As for the French, they often were poorly led at the higher levels of political and military leadership. The politicians throughout the war provided little leadership and few resources, both men and material, to those fighting in Indochina. Many politicians wanted to withdraw French forces and end the war, but were afraid that the withdrawal would portray them as being weak. They feared that this perceived weaknesses would lead to an insurrection in its Algerian colony. As a result of this tepid attitude, men and material were provided to the war effort at miniscule levels.

Windrow further explains that the French military high command was often inadequate. Many leaders held the Viet Minh at a high level of contempt. This contempt frequently led to poor decisions that resulted in several Viet Minh victories. Despite the poor leadership in the high command, Windrow commends the strong and gallant leadership of the commissioned and noncommissioned French officers in the field. In countless engagements, their leadership was the deciding factor in many tactical victories.
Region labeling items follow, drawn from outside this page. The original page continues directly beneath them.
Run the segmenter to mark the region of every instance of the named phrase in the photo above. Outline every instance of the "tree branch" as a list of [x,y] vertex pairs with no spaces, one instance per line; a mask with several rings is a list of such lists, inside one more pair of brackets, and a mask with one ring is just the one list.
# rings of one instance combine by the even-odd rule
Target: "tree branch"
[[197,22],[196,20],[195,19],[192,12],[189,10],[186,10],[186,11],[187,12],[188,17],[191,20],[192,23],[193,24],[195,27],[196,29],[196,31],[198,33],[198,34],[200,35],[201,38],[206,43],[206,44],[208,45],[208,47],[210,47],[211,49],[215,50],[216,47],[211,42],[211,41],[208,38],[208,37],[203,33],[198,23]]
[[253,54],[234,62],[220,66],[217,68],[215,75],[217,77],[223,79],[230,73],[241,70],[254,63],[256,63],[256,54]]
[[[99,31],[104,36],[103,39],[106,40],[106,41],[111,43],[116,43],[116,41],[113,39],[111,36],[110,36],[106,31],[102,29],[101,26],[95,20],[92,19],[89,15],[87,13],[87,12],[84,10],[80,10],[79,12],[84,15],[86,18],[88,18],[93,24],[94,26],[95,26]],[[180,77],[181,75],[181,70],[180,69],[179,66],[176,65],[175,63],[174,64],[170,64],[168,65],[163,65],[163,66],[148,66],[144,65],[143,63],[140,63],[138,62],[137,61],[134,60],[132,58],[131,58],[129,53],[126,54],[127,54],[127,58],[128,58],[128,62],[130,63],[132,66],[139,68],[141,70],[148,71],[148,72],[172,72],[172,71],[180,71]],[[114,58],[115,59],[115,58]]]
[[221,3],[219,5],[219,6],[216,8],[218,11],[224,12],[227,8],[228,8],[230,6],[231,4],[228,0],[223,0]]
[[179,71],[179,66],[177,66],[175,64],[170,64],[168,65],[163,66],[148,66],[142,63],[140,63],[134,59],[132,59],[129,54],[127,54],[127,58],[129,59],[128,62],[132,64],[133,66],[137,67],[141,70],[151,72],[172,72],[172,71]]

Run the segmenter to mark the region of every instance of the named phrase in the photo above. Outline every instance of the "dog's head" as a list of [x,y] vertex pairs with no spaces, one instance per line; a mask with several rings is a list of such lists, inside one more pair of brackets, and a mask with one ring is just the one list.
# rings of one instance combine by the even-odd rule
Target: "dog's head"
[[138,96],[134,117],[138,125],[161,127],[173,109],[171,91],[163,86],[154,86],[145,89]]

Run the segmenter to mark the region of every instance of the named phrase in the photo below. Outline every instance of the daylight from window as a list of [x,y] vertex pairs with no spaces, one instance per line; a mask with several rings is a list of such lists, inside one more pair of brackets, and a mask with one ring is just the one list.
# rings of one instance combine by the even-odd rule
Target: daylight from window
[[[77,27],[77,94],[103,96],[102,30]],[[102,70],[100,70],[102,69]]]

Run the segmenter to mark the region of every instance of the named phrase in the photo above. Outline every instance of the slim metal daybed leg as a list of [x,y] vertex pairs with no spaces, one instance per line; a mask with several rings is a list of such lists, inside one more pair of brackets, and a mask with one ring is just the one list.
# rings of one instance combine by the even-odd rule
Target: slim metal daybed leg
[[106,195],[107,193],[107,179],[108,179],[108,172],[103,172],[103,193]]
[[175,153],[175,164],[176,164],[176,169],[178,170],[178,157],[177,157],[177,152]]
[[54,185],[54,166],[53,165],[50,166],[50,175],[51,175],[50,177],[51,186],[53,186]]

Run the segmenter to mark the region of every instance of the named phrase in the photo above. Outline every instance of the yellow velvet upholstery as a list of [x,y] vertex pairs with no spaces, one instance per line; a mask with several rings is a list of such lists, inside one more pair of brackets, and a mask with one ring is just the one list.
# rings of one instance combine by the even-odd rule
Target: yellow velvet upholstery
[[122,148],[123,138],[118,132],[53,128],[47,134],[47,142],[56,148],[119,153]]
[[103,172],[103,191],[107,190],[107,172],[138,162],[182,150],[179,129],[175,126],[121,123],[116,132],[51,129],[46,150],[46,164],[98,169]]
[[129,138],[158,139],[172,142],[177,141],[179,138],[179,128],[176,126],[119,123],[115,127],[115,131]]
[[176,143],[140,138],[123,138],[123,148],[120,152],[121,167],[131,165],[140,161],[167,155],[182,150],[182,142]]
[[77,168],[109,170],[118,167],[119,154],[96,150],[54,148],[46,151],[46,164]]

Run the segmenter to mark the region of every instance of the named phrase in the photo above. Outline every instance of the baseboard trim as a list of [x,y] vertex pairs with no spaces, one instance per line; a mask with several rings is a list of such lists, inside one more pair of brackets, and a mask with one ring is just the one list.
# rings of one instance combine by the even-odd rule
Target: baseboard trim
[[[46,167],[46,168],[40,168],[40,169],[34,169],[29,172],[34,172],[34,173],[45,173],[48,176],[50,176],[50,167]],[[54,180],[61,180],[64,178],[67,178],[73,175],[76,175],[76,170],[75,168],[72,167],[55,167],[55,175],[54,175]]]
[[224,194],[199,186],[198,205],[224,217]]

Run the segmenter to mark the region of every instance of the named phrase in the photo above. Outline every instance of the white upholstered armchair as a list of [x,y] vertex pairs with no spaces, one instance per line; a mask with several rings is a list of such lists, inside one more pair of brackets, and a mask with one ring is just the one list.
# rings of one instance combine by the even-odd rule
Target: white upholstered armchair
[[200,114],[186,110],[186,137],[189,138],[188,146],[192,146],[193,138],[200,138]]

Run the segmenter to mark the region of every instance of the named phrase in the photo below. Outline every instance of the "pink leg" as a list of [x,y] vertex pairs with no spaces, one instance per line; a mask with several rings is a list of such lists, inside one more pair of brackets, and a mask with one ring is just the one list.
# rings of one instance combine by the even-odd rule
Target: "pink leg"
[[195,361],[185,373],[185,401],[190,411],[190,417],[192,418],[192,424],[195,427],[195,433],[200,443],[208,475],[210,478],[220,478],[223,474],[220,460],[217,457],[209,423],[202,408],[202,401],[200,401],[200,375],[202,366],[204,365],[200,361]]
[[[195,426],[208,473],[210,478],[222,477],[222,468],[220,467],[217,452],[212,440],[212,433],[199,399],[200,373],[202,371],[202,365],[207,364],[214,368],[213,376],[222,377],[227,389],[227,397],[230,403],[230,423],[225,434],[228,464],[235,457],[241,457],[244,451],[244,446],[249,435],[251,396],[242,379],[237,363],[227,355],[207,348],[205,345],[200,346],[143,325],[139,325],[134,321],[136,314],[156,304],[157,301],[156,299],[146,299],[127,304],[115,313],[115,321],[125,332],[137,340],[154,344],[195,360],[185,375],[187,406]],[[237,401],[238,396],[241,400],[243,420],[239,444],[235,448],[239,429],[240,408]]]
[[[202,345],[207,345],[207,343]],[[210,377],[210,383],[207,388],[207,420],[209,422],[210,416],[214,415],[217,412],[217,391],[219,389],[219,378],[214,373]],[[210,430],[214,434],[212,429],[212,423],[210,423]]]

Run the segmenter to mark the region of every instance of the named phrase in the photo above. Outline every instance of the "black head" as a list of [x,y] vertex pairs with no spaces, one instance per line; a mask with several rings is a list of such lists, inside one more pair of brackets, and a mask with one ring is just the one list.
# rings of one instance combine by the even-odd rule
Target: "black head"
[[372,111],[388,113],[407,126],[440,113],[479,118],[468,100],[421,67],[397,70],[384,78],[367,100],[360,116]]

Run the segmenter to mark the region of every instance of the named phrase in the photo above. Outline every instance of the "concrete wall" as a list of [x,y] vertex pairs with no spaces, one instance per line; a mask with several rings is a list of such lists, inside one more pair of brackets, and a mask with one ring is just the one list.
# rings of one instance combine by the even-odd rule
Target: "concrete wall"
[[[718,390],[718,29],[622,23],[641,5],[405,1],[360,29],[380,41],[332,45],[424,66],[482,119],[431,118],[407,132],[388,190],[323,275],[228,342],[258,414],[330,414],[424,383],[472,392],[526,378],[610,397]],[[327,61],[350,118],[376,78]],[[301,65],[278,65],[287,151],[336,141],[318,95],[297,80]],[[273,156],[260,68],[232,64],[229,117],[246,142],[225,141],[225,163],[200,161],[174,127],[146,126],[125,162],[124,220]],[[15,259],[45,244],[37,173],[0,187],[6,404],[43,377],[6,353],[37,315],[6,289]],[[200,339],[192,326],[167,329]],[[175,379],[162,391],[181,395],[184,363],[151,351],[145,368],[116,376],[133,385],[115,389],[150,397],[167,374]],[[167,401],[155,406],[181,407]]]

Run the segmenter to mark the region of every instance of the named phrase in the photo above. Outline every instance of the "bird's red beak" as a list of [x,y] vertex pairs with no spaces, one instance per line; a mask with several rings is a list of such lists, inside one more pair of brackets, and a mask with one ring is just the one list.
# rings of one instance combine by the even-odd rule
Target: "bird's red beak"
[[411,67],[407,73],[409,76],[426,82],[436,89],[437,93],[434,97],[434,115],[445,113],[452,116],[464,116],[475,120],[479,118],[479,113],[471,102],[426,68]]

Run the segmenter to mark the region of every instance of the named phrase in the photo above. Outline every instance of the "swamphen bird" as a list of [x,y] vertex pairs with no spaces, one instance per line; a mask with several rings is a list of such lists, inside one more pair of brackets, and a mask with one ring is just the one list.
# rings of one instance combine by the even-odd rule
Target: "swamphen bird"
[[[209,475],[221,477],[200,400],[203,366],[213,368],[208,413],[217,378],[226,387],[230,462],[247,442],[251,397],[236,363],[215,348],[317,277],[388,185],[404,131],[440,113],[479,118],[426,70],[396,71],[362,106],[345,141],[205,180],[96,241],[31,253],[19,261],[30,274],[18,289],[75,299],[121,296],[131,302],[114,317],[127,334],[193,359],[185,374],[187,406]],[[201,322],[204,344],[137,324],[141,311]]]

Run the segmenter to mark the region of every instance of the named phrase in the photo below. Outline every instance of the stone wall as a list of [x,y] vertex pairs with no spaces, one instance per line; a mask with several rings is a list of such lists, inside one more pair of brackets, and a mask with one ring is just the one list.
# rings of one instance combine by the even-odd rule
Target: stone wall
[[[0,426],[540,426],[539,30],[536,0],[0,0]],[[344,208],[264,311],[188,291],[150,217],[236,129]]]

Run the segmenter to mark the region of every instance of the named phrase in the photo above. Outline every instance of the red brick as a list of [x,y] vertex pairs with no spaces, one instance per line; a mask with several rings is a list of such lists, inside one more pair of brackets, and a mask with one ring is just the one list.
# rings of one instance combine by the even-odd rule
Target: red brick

In addition, the French-led forces frequently were supplied with inferior equipment. They regularly were supplied with World War II era equipment that was worn-out or with secondhand American equipment. The new equipment that they did receive, their personnel were not properly trained to use. Because the French army was not conscription-based, the French military leadership had to stretch its best troops across the region.

For example, in a matter of weeks, parachute troops were moved from one end of the country to the other to stem Viet Minh advances. These parachute troops were regularly in combat for months. In comparison, these same conditions during World War II would have been considered suicidal because combat effectiveness decreases with so much stress for so long.

Windrow saves his best writing for his depiction of the battle of Dien Bien Phu. He thoroughly explains the various stages of the battle- highlighting in detail important benchmarks. His explanations of the conditions that the soldiers had to endure during the battle are exquisitely recounted, especially on the French side.

The horrors and frustrations that the commanders and the soldiers in the field experienced were beyond belief. The sacrifices of those who volunteered to parachute into the garrison with virtually no parachute training and almost no chance of victory were sobering. The reader gains a new appreciation of the common soldier who fought against the Viet Minh. They endured so much with so little.